In sostanza, possiamo dire che tutti i dati definiti con le direttive di
Figura 12.13, possono essere tranquillamente definiti usando le direttive
standard di Figura 12.10; queste direttive, essendo appunto standard, sono
compatibili con tutti gli assembler disponibili sul mercato. Le direttive di
Figura 12.13 influiscono solo sull'aspetto estetico dei programmi; molti
programmatori preferiscono le direttive di Figura 12.10 perché rispecchiano
meglio la filosofia della programmazione Assembly che non lascia molto
spazio alle formalità.
12.2.3 La direttiva TYPEDEF
Gli assembler più recenti mettono a disposizione anche la direttiva
TYPEDEF che permette di assegnare nuovi nomi (alias) alle
direttive di Figura 12.13; in questo modo, è possibile definire i dati statici
di un programma, con una sintassi molto simile (formalmente) a quella utilizzata
con i linguaggi di alto livello.

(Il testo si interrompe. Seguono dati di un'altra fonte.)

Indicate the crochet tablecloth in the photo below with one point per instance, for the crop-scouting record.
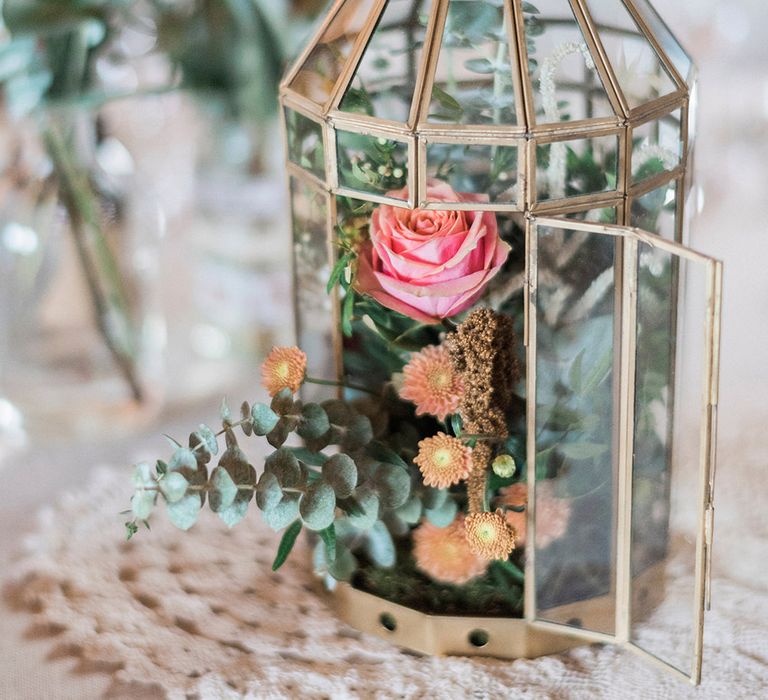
(201, 615)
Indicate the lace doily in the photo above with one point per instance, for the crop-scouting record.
(201, 615)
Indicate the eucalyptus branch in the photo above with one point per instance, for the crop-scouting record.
(78, 200)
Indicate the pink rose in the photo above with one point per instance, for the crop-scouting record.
(430, 264)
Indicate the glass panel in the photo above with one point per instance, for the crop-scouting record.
(305, 143)
(640, 72)
(656, 146)
(603, 215)
(669, 44)
(473, 79)
(309, 207)
(575, 418)
(577, 167)
(371, 164)
(566, 84)
(656, 211)
(385, 79)
(322, 67)
(671, 357)
(487, 171)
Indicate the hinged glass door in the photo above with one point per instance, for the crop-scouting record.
(622, 334)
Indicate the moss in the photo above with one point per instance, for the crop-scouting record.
(496, 594)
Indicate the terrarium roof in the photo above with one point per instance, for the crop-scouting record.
(490, 65)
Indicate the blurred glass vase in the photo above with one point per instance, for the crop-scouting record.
(81, 334)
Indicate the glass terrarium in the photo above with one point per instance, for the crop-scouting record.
(503, 184)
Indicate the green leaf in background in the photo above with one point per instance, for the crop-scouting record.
(379, 546)
(286, 545)
(582, 450)
(328, 536)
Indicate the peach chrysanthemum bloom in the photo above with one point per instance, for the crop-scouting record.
(489, 535)
(444, 554)
(431, 382)
(552, 513)
(443, 460)
(284, 368)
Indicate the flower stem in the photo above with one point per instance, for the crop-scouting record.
(346, 385)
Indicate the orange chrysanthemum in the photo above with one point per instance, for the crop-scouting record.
(444, 554)
(489, 535)
(552, 514)
(432, 383)
(443, 460)
(284, 368)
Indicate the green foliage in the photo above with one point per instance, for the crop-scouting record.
(286, 545)
(340, 472)
(317, 506)
(263, 419)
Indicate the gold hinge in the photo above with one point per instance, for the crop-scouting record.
(709, 528)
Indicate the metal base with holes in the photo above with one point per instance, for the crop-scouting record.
(440, 635)
(503, 638)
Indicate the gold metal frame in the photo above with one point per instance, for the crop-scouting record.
(631, 238)
(432, 634)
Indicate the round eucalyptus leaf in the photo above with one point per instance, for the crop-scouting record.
(359, 434)
(208, 438)
(393, 484)
(285, 466)
(183, 514)
(142, 503)
(174, 486)
(314, 422)
(224, 490)
(318, 505)
(368, 502)
(339, 413)
(284, 513)
(263, 419)
(340, 472)
(444, 515)
(379, 546)
(434, 498)
(279, 434)
(232, 515)
(182, 458)
(284, 404)
(268, 492)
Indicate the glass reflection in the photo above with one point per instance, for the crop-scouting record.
(321, 69)
(575, 304)
(665, 509)
(314, 322)
(384, 82)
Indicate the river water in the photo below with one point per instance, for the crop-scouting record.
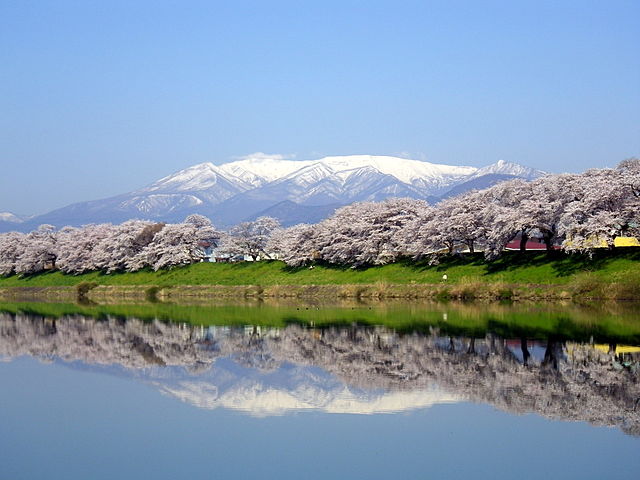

I fanatici del Borland Turbo Pascal, ad
esempio, possono scrivere:
Integer TYPEDEF SWORD
creando in questo modo un alias Integer per la direttiva SWORD;
a questo punto è possibile scrivere definizioni del tipo:
pascalVar Integer +12538
12.2.4 Base predefinita per i valori immediati
In assenza di diverse indicazioni da parte del programmatore, tutti i numeri
espliciti (valori immediati, spiazzamenti, etc) presenti in un programma
Assembly, si intendono espressi in base 10; ciò significa che nella
seguente definizione:
Pressione DW 3800
alla variabile Pressione viene assegnato il valore iniziale 3800
espresso in base 10; se vogliamo indicare in modo esplicito la base
numerica di un valore immediato, dobbiamo servirci dei suffissi mostrati in
Figura 12.14.
I suffissi possono essere espressi con una lettera maiuscola o minuscola; per la
base ottale è preferibile utilizzare il suffisso Q in quanto la lettera
O può essere confusa con uno zero.
Con questi suffissi, la precedente definizione può essere riscritta come:
Pressione DW 0000111011011000b
oppure:
Pressione DW 7330q
oppure:
Pressione DW 3800d
oppure:
Pressione DW 0ED8h
È anche possibile imporre una diversa base predefinita attraverso la direttiva:
.RADIX n
Il valore n indica la base predefinita che può essere 2, 8,
10 o 16.
Scrivendo, ad esempio, all'inizio di un programma:
.RADIX 16
allora tutti i numeri espliciti privi di suffisso si intendono espressi in base
16; di conseguenza, la precedente definizione:
Pressione DW 3800
verrebbe interpretata da MASM come:
Pressione DW 3800h
Se si impone una base predefinita 16, allora tutti i numeri espliciti
espressi in una base diversa da 16 (compresi i numeri in base 10)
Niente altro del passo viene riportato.